Document Type

Note

Publication Title

American Criminal Law Review

Publication Date

2014

Volume

51

First Page

689

Abstract

(Excerpt)

“The way to stop discrimination on the basis of race is to stop discriminating on the basis of race.” This statement by Chief Justice John Roberts in 2007 is alluring in both its grammatical symmetry and its logical simplicity. Yet it encapsulates the naiveté of the view of racial discrimination currently held by the majority of the justices of the Supreme Court of the United States. Chief Justice Roberts’s assertion contains the implied assumption that the only racial discrimination that exists—or at least the only kind that matters under the Constitution—is explicit and susceptible to conscious control. Decades of psychological research has demonstrated that the most insidious form of racial bias is actually implicit and subconscious, however. Moreover, research has consistently shown that such racial bias—termed “implicit racial bias” by the psychological literature—is capable of affecting conscious behavior and exists independently of individuals’ conscious and explicit beliefs about racial equality. By clinging to an outdated and incomplete definition of racial discrimination, the Court has made a series of decisions that have permitted and exacerbated the damage that implicit racial bias wreaks on racial minorities.

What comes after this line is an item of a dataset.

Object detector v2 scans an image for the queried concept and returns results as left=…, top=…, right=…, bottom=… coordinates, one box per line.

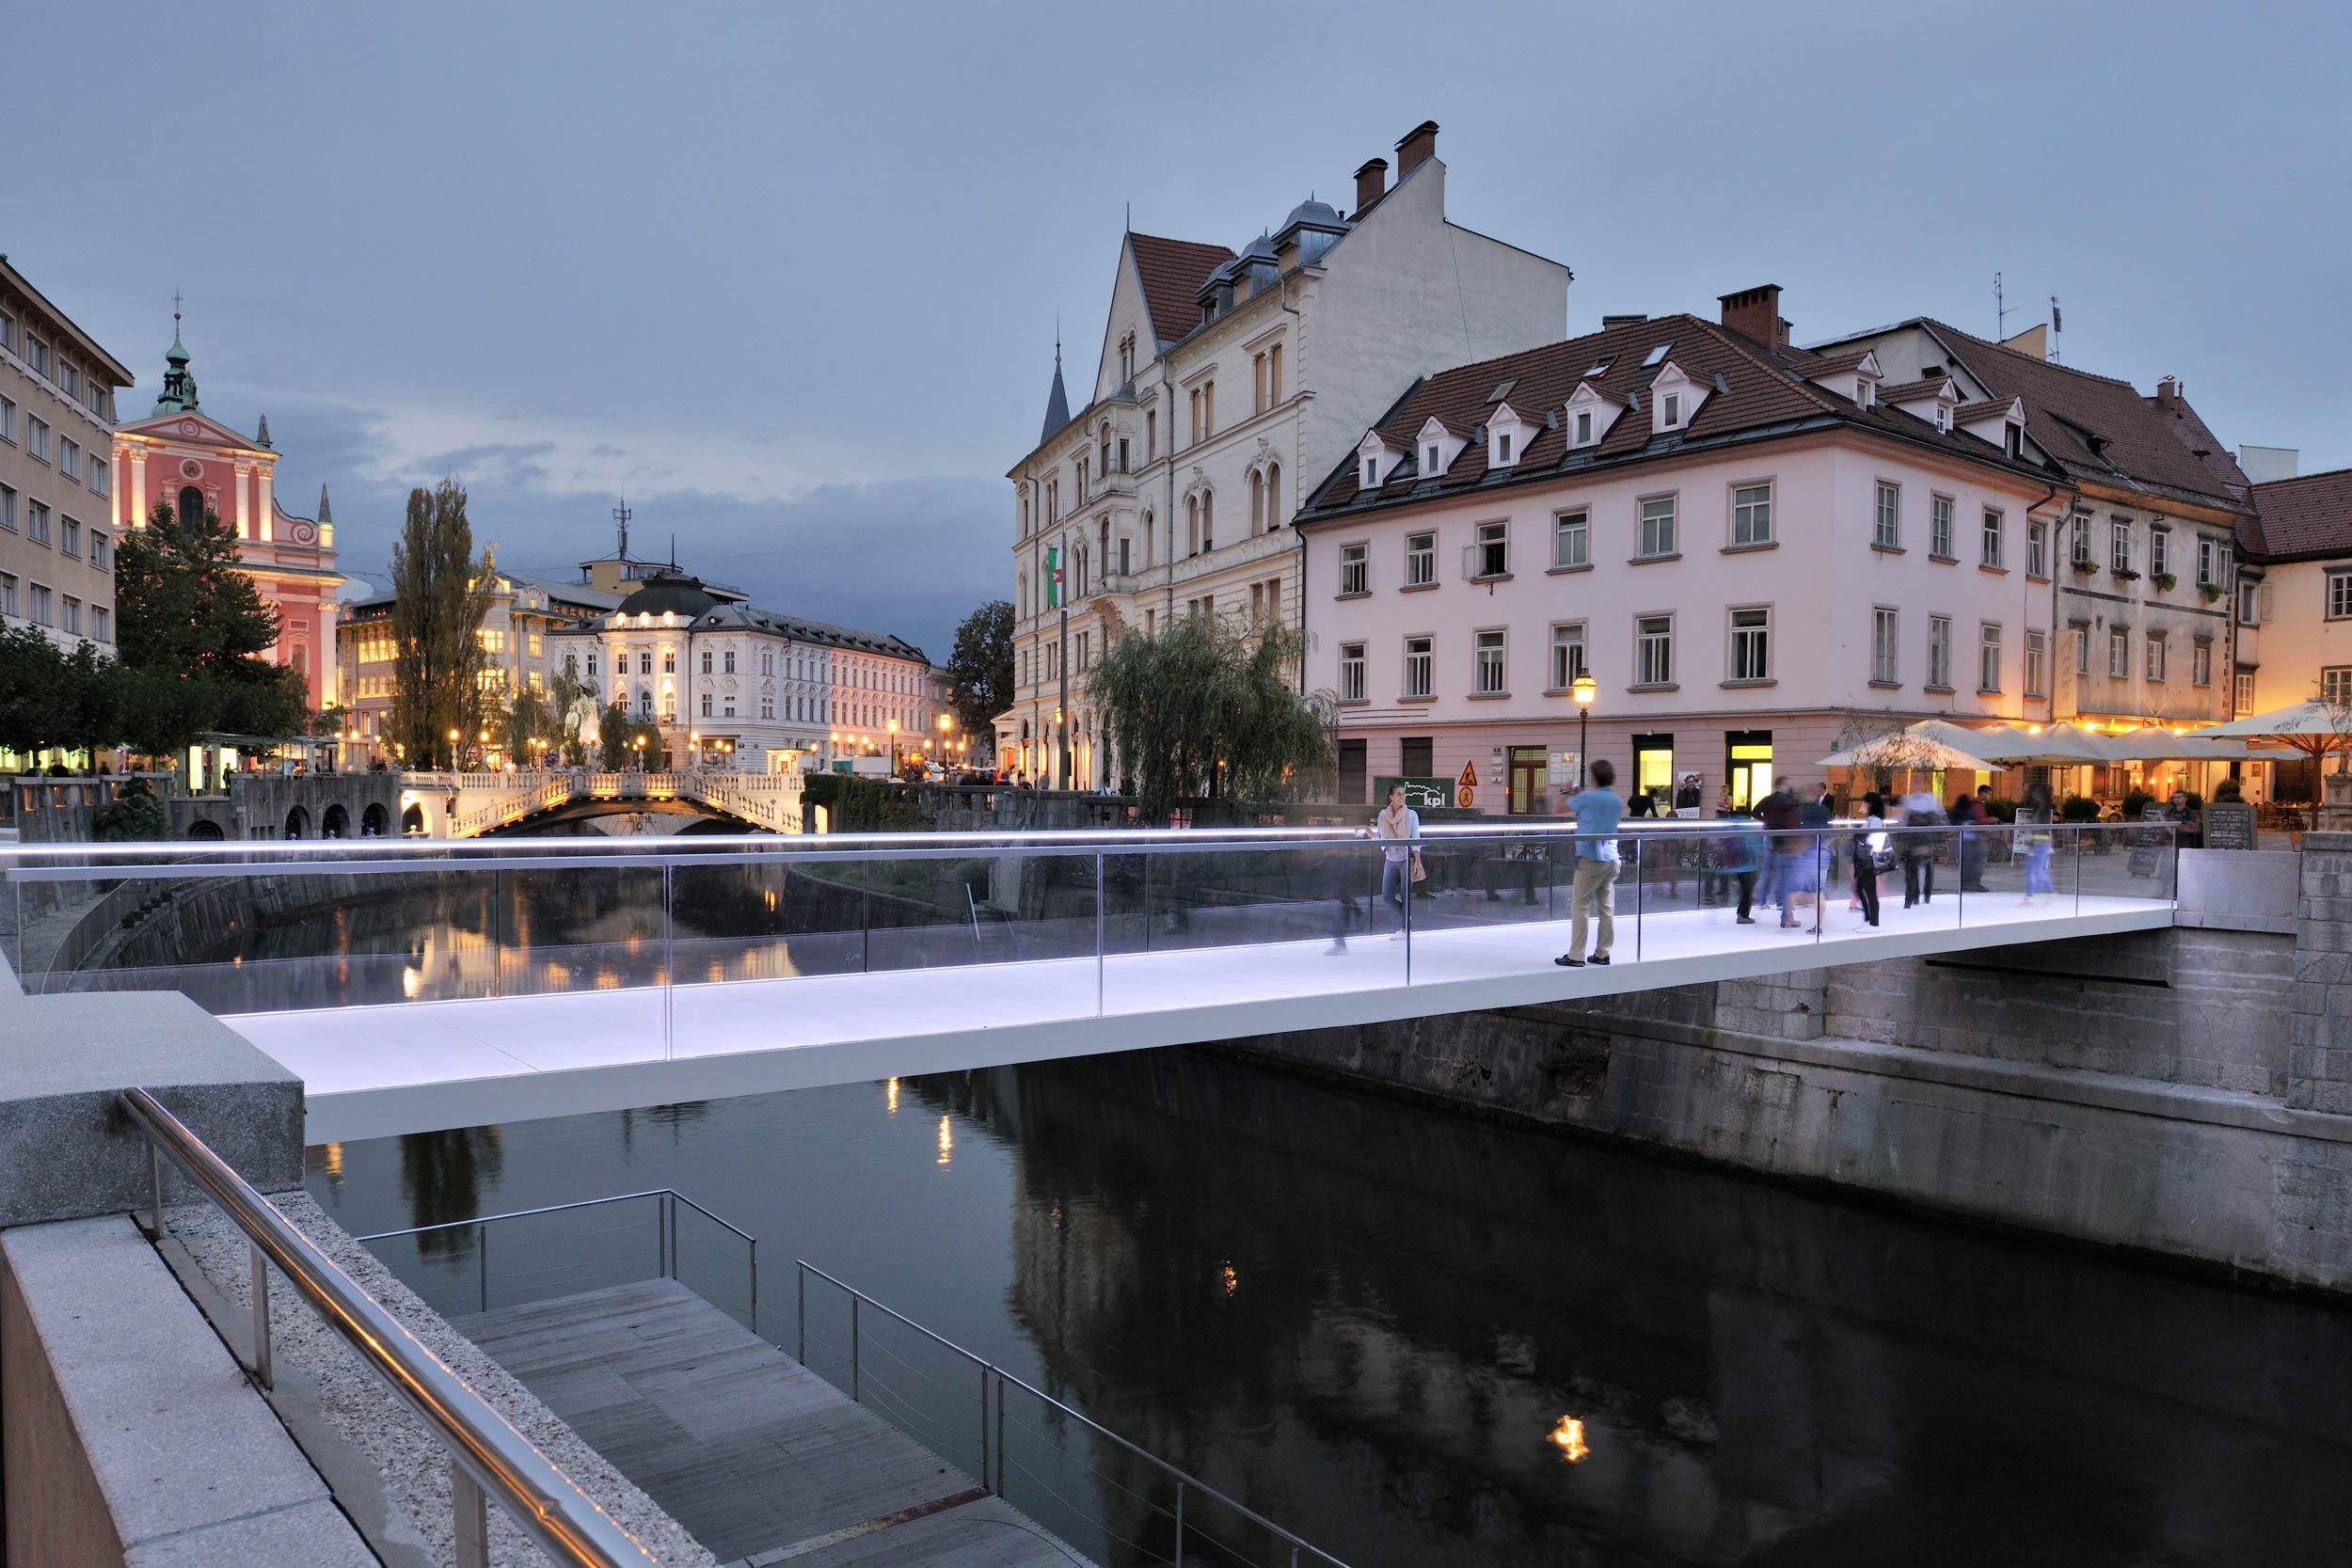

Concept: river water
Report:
left=308, top=1048, right=2352, bottom=1568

The most dramatic and devastating mark of implicit racial bias on the black American community is the racial disparity that permeates every level of the criminal justice system. Failure to acknowledge and account for implicit racial bias has led the Court to expand the discretion of criminal justice actors over the past half century, vastly widening the array of opportunities for implicit racial bias to influence their decisions. At the same time, the Court has rejected one of its most powerful tools for controlling the effects of such bias, spurning disparate impact theory in favor of an intent-based standard that is all but impossible for plaintiffs to meet. To fulfill its constitutional duty and give true meaning to the Equal Protection Clause of the Fourteenth Amendment, the Court must recognize the influence of implicit racial bias on the criminal justice system and change constitutional course accordingly.

This Note begins with an overview of the racial disparity in the American criminal justice system. Part II gives a brief introduction to implicit racial bias, while Part III summarizes the limited research that has been conducted thus far to document its influence on criminal justice actors. Part IV analyzes the key decisions of the Court that have permitted and exacerbated the impact of implicit racial bias on the justice system, culminating in Part V, which shows the cumulative effects of the Court’s decisions by analyzing the New York Police Department’s “stop-and-frisk” policy and one federal judge’s struggle to curtail that policy’s racially disparate impact in light of the Supreme Court’s precedents. Finally, Part VI argues that the Court should begin to address the reality of implicit racial bias by reigning in criminal justice actors’ discretion and by refocusing its equal protection analysis on disparate impact rather than intent.